Odpowiedzialności nie ponoszą już tylko sądy
Zdaniem adwokata Marcina Wolnego sąd również jest odpowiedzialny za opinię. – Wpisanie na listę nie zwalnia go z weryfikacji wniosków biegłego zastosowanej metodologii – dodaje. Szymon Topa zauważa jednak, że dotychczas powszechnie uznawano, że za skutki wydania wadliwego wyroku odpowiada jedynie Skarb Państwa reprezentowany przez prezesa sądu. – Trudno jednak sobie wyobrazić, aby sądowi zarzucić rażące naruszenie prawa poprzez uznania za wiarygodny dowód wadliwej opinii biegłego, co jednak powodowało, że nie było „bata” na nierzetelnych biegłych. Podnoszono, że przecież to nie opinia biegłego wywołała negatywne skutki dla strony postępowania, ale wydane w oparciu o nią orzeczenie. Groźba późniejszego procesu o odszkodowanie miała przy tym rzekomo negatywnie wpływać na pracę biegłych. Skutek mógł być tylko jeden – procesy o odszkodowania od biegłych sądowych należały do rzadkości – wyjaśnia Szymon Topa. Dlatego wyrok katowickiego sądu otwiera przed pokrzywdzonymi przez opinie biegłych nową, cywilną drogę dochodzenia roszczeń. Mec. Wolny przyznaje, że może ono zmobilizować kolejne osoby do wytoczenia spraw nierzetelnym biegłym, ale także – zniechęcić ekspertów do występowania przed sądem w charakterze biegłego. Tymczasem już od dawna mówi się o braku biegłych i długim oczekiwaniu na ich opinie.

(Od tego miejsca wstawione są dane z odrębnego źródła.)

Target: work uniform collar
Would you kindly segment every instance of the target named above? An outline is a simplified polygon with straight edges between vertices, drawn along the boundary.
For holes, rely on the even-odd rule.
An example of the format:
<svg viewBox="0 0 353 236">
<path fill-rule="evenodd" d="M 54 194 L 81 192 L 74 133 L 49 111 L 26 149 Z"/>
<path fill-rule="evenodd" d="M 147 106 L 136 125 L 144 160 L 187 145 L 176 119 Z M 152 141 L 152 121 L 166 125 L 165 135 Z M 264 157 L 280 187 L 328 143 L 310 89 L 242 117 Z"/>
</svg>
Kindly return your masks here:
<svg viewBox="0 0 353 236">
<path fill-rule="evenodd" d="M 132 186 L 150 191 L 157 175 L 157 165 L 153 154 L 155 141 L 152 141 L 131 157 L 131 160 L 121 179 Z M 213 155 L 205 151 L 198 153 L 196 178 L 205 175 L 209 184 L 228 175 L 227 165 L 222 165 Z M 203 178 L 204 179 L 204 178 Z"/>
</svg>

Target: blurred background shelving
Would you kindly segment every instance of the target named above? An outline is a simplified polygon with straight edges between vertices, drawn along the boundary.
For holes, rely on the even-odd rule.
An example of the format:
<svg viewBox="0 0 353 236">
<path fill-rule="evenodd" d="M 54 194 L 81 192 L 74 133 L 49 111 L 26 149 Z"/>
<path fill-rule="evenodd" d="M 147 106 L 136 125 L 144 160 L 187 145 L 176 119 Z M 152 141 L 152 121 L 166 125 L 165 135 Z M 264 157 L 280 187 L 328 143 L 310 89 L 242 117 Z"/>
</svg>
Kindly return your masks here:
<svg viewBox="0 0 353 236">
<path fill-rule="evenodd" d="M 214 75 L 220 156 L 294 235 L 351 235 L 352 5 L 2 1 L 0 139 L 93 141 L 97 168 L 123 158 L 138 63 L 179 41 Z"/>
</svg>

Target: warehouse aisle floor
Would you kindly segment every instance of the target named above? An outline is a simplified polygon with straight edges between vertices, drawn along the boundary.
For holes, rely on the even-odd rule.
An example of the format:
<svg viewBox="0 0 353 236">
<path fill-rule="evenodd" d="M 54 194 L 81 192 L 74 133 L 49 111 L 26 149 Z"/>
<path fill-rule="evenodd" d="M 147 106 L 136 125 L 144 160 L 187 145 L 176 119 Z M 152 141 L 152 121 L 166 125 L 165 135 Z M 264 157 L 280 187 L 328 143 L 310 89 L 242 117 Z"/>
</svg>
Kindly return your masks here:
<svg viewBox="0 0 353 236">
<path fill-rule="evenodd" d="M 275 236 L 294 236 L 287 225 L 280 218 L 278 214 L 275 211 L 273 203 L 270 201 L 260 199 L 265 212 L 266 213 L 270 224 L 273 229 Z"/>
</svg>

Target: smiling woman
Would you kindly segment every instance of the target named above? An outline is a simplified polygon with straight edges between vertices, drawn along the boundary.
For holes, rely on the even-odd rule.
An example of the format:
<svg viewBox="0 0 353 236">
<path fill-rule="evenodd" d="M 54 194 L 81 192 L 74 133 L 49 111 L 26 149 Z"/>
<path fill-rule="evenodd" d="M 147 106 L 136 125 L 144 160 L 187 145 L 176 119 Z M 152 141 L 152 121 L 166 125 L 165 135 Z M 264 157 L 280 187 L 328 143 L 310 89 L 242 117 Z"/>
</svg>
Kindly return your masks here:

Nierzetelni biegli to zmora sądów
Prof. Ewa Gruza z Uniwersytetu Warszawskiego podkreśla, że opisywany wyrok to absolutny ewenement. – Wreszcie do sądu dotarł argument, że jakość opinii, także być może merytorycznie przygotowanie biegłej, wpływa istotnie na wynik sprawy – dodaje prof. Ewa Gruza. Tymczasem sprawy na podstawie art. 233 kodeksu karnego są prowadzone wyjątkowo. Ze statystyk prof. Gruzy wynika, że w ostatnich 10 latach było ich najwyżej 10, a takiej sprawy cywilnej jeszcze nie było. Poprosiliśmy Ministerstwo Sprawiedliwości o oficjalne statystyki, ale do momentu publikacji artykułu ich nie otrzymaliśmy. – To orzeczenie wskazuje na problem bardzo niskiego poziomu opinii biegłych, i to w bardzo poważnych sprawach. Nierzetelne opinie są dużym problemem także w procesach karnych czy rodzinnych. – Takie błędne opinie są wydawane przez psychologów, lekarzy, w tym sądowych i rzutują na przyczyny ustalenia śmierci czy powodują, że rodzice, którzy nie dopuszczają się molestowania dzieci – trafiają do więzień. Są sprawy, w których biegły psycholog wydaje fałszywą opinię pomocną w uzyskaniu rozwodu – wylicza prof. Ewa Gruza. Z drugiej strony, eksperci podkreślają, że muszą się zmienić zasady wybierania biegłych i ich wynagradzania. – W innym przypadku będziemy zachęcać do zgłaszania się na listy osoby, które chcą uzyskać dodatkowy dochód, a nie zawsze mają aktualną wiedzę i kwalifikacje. I choć prace nad nową ustawą trwają już ponad 20 lat, to wciąż jej nie ma – dodaje Marcin Wolny. – Może to orzeczenie spowoduje otrzeźwienie wszystkich. W tym ustawodawcy, który w końcu powinien zająć się przygotowaniem ustawy o biegłych, ale nie w takim kształcie jak ostatnio – dodaje prof. Ewa Gruza.
Ustawa o biegłych – nadal w pracach koncepcyjnych
Eksperci od dawna wskazują na konieczność jak najszybszego uregulowania sytuacji z biegłymi. Robocza wersja projektu ustawy o biegłych powstała w 2018 r. i w styczniu ubiegłego roku oceniali ją eksperci z ośrodków akademickich. I ta ocena – według nieoficjalnych informacji Prawo.pl – była druzgocąca. Propozycja pod roboczą nazwą: ustawa o biegłych, została przygotowana przez krakowski Instytut Ekspertyz Sądowych. Zgodnie z nią – jak pisaliśmy w styczniu ub.r. – wpisanie na listę biegłych sądowych miałoby zależeć od, wybieranego na czteroletnią kadencję, dyrektora tej placówki. On miałby też m.in. przyznawać certyfikaty kompetencji instytucjom naukowym, które chciałyby wydawać opinie – poza Centralnym Laboratorium Kryminalistycznym Policji, zakładami medycyny sądowej publicznych szkół wyższych i laboratoriami kryminalistycznymi policji (te byłyby z mocy ustawy uznane za jednostki certyfikowane). Ostatnie spotkanie przedstawicieli biegłych z przedstawicielami resortu sprawiedliwości odbyło się w marcu 2019 r. Przekazano ministerstwu opinie i uwagi. Od tego czasu o projekcie zrobiło się cicho. A samo resort w październiku informował Prawo.pl, że prace są na etapie analityczno-koncepcyjnym.